Wednesday, March 22, 2023

A Few Details More


 

This is a song I wrote in 1989 about an old lady I met while looking for an apartment and planning my escape from the cult. 


I went looking for an apartment the other day,
Cause I kind of desperately wanted to get away.
So I stopped by one that had a sign on the way,
Located about a half a mile from City Hall.
 
Anyway, I was just looking for the manager,
So I knocked on a door, and an old lady answered.
“Come in,” she said, repeating it several times.
She was hard of hearing, so I told her I was just looking for an apartment.
 
She was going to move to a trailer park in two months.
She said, “Maybe you can move into this one.
Look in the kitchen, you could have table.
And for 300 bucks, you can have this bed. It’s brand new.
 
“Now, the bathroom is a little different, see the toilet
Has something on it, cause it’s too low for me to use it.
I hurt my toe. It was broken. I had a bad fall.
You know, my son and my daughters don’t care for me at all.
 
“My mother died when I was twenty, and I miss her still.
Here, listen to a poem about her funeral.
My other two sons are gone. One died of cancer
From eating K-Rations in the war, died two years later.
 
“My one son who’s still living said I was crazy.
Told me they were going to put me away.
Well, it hurt my feelings, and as a Mother’s Day present,
He borrowed my car and took it in for a trade in
(Bought himself a new car).”
 
All this time I was nervously wishing
I’d have knocked on a different door.
At the same time she would tell me
Just a few details more.
 
Her dog, Teddy, was drowned when she took him to the groomer for a bath.
Fido, her concerned son-in-law had put to sleep so she wouldn’t have to grieve his death.
Her previous landlord kicked her out after forty years.
She wanted to beat the sugar out of him, reading the eviction notice in tears.
 
So many people had hurt her so,
And here I was wanting to go,
But she kept me there with one detail more
 
This apartment will be open.

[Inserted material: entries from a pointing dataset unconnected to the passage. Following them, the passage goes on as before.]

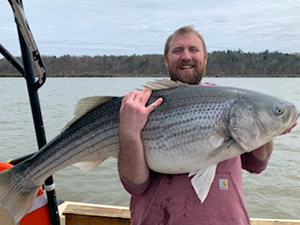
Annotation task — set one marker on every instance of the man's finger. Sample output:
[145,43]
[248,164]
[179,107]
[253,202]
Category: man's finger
[154,105]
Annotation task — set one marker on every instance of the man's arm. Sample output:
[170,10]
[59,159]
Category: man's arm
[132,164]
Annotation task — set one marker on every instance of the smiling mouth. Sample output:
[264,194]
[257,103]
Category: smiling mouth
[186,67]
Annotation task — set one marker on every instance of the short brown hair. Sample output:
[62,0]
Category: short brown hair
[180,31]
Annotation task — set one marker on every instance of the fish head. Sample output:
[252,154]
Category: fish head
[256,119]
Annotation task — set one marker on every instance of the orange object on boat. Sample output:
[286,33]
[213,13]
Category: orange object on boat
[39,214]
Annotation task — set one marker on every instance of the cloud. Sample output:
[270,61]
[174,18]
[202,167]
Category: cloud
[119,27]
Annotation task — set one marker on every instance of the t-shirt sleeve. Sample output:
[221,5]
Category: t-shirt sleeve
[252,164]
[132,188]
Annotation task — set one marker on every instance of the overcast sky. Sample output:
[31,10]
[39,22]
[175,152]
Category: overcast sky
[126,27]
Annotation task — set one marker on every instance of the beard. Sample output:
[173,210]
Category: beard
[193,76]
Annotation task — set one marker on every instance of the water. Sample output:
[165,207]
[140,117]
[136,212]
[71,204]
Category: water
[275,193]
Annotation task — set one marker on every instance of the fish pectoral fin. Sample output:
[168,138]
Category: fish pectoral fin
[87,166]
[202,181]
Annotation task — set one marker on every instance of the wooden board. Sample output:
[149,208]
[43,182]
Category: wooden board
[78,214]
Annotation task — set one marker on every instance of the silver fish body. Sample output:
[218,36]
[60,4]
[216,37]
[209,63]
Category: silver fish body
[195,127]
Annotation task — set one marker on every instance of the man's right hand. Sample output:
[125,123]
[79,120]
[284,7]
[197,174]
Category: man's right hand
[133,117]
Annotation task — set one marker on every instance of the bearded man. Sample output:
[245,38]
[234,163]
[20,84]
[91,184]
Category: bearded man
[170,199]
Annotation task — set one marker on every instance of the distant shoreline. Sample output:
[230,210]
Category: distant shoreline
[141,76]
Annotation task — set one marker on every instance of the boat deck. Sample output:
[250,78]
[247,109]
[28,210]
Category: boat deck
[74,213]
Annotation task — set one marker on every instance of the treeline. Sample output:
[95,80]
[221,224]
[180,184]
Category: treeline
[220,63]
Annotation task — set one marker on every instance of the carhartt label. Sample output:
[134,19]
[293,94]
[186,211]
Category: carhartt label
[223,184]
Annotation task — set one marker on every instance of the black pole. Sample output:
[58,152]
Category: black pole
[38,124]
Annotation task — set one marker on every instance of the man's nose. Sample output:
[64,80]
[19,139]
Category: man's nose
[186,55]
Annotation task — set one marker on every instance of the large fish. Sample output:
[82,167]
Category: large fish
[194,129]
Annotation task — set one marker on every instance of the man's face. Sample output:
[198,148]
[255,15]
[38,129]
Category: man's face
[186,60]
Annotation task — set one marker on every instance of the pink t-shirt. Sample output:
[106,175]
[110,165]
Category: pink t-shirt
[170,199]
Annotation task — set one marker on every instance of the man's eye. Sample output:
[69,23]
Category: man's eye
[194,49]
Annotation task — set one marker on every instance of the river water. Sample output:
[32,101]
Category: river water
[275,193]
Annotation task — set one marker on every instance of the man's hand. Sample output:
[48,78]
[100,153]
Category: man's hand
[134,113]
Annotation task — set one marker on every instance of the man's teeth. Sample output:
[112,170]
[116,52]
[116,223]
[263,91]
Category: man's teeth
[186,67]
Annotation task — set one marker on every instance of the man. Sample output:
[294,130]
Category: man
[170,199]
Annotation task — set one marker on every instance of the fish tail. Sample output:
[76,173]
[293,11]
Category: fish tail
[12,199]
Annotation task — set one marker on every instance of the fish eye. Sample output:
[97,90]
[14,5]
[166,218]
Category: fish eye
[278,110]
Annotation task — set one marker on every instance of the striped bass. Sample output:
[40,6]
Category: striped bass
[194,129]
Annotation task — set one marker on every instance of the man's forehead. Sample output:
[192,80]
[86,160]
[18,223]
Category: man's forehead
[186,39]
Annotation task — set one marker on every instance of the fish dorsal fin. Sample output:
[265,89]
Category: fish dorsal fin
[164,84]
[85,105]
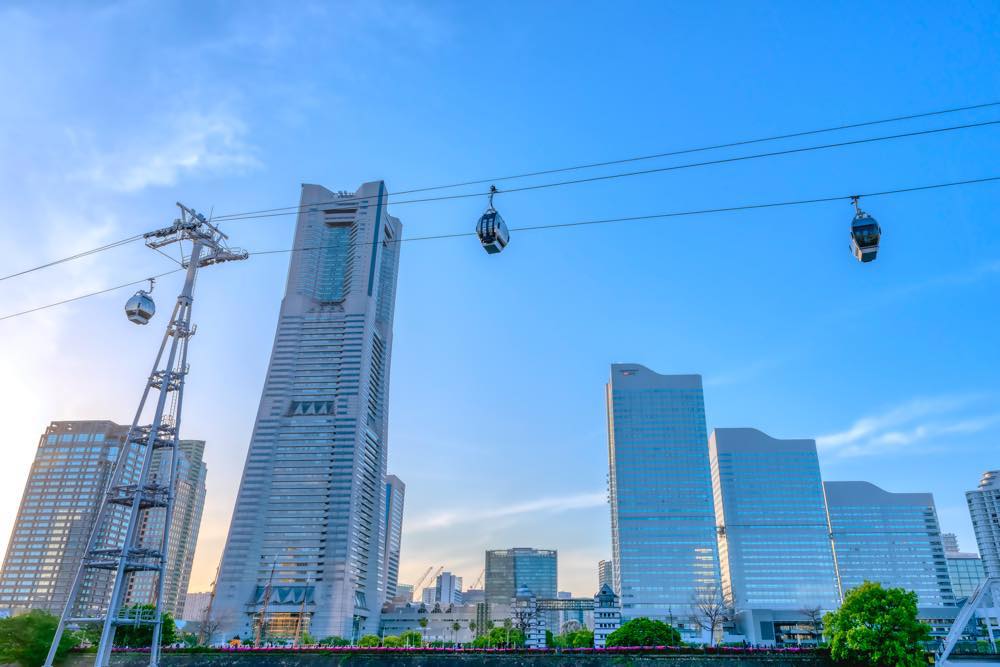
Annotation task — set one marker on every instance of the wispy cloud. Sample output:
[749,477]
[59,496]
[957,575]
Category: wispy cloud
[542,505]
[158,155]
[907,424]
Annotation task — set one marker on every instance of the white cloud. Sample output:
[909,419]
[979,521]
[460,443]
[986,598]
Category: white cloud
[548,505]
[916,421]
[206,142]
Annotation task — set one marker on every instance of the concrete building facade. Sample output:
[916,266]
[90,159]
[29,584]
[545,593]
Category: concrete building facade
[310,511]
[984,508]
[395,493]
[508,570]
[662,513]
[605,574]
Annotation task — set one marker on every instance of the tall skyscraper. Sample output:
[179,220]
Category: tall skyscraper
[306,540]
[774,542]
[605,574]
[448,589]
[966,573]
[662,513]
[507,570]
[890,538]
[984,508]
[61,501]
[62,496]
[395,492]
[189,503]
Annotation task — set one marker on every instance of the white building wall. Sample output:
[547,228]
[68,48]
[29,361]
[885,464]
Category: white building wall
[984,508]
[312,499]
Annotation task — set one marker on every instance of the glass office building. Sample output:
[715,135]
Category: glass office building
[774,542]
[660,484]
[306,544]
[966,573]
[890,538]
[507,570]
[62,497]
[189,503]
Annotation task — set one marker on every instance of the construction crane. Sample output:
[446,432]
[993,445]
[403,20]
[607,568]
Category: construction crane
[205,631]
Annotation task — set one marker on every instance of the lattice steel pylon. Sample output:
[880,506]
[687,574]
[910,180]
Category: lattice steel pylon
[135,489]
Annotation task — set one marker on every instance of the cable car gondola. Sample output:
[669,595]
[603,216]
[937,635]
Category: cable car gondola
[865,234]
[141,307]
[492,230]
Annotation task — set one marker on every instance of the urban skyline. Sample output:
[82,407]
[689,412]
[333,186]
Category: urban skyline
[766,326]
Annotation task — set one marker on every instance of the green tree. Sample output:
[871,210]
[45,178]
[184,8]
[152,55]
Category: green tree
[333,640]
[411,638]
[25,639]
[137,636]
[877,626]
[582,638]
[644,632]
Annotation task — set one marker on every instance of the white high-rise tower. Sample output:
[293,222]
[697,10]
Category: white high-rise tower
[305,547]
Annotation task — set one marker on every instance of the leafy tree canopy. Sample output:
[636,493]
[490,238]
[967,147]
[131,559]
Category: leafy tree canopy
[499,637]
[582,638]
[877,626]
[334,640]
[644,632]
[25,639]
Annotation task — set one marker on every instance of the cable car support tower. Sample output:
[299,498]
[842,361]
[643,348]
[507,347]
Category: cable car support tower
[135,490]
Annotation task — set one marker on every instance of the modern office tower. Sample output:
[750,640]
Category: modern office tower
[196,606]
[395,492]
[61,500]
[448,589]
[607,615]
[984,507]
[507,570]
[404,593]
[306,540]
[774,542]
[189,502]
[890,538]
[605,574]
[662,515]
[966,573]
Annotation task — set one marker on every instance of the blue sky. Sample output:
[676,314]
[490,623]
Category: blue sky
[112,113]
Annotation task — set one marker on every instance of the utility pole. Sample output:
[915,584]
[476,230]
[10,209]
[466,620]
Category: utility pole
[135,489]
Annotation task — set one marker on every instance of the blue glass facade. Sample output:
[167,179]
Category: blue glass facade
[774,542]
[662,514]
[509,569]
[890,538]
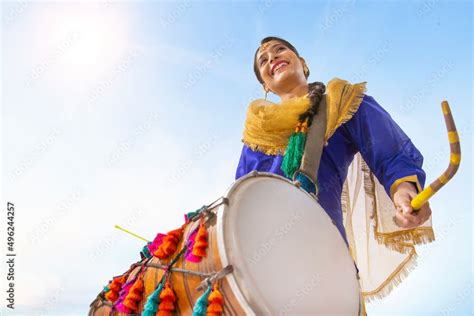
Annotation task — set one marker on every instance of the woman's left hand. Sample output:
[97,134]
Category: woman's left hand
[405,216]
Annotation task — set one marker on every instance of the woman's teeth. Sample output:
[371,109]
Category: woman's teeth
[279,67]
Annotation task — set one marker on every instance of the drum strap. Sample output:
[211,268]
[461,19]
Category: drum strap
[314,143]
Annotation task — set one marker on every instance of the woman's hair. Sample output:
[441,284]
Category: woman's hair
[315,89]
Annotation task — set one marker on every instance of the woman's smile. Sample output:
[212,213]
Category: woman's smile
[279,66]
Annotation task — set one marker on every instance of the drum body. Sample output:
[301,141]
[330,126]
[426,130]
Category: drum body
[288,257]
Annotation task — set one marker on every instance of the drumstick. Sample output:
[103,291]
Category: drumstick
[127,231]
[455,159]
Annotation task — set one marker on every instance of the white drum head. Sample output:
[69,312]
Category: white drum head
[288,256]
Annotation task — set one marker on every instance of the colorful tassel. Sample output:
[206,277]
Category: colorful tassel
[152,302]
[295,150]
[146,251]
[199,247]
[170,244]
[200,308]
[167,299]
[123,294]
[135,295]
[156,242]
[214,307]
[114,288]
[190,244]
[306,183]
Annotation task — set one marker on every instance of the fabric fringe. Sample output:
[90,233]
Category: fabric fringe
[268,150]
[397,241]
[394,280]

Soon I’ll be gone.
The one on the sign is a different one.
A lady died there. She was old like me
I was born in 1906.” (that made her 83)
 
Her face was chiseled with the stories she told.
She’d worked in many factories and as a cook in Chicago.
She told me about a band of angels she saw
Coming for a baby, rejoicing like it was a million dollars.
 
When she said “a million dollars,” her mouth got real tight.
Her voice began to to get shrill and intensify.
Tears welled up in her eyes.
For a little while, she started to cry.
 
She only asked me one or two questions,
Which I answered, but she hardly listened.
Content she was to tell me about her life,
How just last December she was robbed by some guys.
(They loaded up two trucks and took off—said they were helping her move)

I didn’t know, I still don’t, what I’ve learned,
Except that life is hard and getting old no fun.
So here I am. I still haven’t found an apartment,
But I’m still young, and I haven’t given up yet.